If we know that $P(X\ge n)=(1-p)^{n-2}$
(This is not the main subject of the question, so I wont explain about it, hope this OK, but in sort: we get it because $P(X\ge n)=\sum_{k=n}^\infty (1-p)^{k-2}\cdot p$ ).

So,

1. It true that: $P(X\ge n)-P(X=n)=P(X>n)$?
2. $P(X>n)=(1-p)^{n-1}$ if we use what was given at the beginning (because instead of $k=n$ we put $k=n+1$) ?

I add one more Q:
So: $P(X=n)=(1-p)^{n-2}-(1-p)^{n-1}$???

If I'm wrong please fix my mistake, anyway, I have to find a way to calculate $P(X>n)$...

Thank you!

P.S. - The question is about discrete probability...

Answer 1

If your distibution is discrete, that is not continuous, we have that $$ P(X = n) = P(X\ge n) - P(X\ge n+1) =P(X\ge n) - P(X>n), $$ so indeed the first equation is true.

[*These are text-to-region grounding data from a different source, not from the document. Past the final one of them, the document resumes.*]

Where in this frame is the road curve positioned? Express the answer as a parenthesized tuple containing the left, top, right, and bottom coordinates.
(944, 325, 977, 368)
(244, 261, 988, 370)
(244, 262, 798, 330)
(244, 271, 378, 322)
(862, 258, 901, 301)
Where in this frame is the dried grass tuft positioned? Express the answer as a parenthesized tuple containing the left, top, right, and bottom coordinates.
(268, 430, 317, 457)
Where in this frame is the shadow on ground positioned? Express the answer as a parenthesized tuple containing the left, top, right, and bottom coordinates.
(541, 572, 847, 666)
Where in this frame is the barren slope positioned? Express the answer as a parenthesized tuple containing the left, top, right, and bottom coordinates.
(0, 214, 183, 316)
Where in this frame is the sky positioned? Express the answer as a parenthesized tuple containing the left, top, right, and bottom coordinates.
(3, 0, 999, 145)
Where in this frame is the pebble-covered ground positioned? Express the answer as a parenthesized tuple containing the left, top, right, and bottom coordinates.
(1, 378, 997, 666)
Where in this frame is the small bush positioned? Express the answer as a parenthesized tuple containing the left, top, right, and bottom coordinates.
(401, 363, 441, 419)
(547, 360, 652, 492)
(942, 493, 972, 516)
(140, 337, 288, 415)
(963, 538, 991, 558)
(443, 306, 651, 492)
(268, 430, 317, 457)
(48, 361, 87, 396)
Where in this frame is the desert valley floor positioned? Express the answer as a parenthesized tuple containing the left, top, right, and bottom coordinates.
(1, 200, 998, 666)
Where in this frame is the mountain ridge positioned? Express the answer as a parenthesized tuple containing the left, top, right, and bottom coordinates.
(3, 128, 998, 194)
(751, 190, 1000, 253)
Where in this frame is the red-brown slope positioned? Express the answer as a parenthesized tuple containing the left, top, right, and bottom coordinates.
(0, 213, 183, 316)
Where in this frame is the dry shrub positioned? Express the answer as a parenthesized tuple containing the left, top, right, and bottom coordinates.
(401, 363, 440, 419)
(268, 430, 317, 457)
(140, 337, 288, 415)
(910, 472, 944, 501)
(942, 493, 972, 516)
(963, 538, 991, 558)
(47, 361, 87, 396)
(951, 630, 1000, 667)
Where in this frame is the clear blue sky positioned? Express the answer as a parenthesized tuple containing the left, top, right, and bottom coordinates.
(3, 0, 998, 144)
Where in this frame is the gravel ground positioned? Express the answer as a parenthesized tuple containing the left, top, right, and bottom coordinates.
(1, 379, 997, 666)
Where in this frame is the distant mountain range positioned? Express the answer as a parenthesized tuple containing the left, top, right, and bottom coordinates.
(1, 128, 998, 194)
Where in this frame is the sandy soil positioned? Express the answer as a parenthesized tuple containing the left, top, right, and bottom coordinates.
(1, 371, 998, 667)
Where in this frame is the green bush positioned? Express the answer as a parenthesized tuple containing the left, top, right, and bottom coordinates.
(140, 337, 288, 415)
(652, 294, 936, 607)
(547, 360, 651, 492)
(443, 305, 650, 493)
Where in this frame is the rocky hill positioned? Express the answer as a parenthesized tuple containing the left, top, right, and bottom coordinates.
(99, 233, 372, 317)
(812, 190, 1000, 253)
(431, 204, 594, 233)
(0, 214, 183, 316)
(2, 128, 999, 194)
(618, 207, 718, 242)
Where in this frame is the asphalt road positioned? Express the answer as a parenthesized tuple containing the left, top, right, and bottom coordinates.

Actually it is also true for continuous distributions, but also useless as $P(X=x)=0$ for all $x$.

Answer 2

If you are doing discrete probability, then those statements are valid. Otherwise, they are technically correct, but do not really mean anything as continuous probability makes no distinction between "less than" and "less than or equal to."

Answer 3

If $A$ and $B$ are disjoint events, i.e. $A\cap B=\emptyset$, then $P(A\cup B)=P(A)+P(B)$. Applying that on $A=\{X>n\}$ and $B=\{X=n\}$ gives: $$P\{X\ge n\}=P\{X>n\}+P\{X= n\}$$

By the same reasoning $P\{X> n\}$ will equalize $P\{X\ge n+1\}$ if and only if $P\{X\in (n,n+1)\}=0$. So if that condition is satisfied then:$$P\{X\ge n\}=P\{X\ge n+1\}+P\{X= n\}$$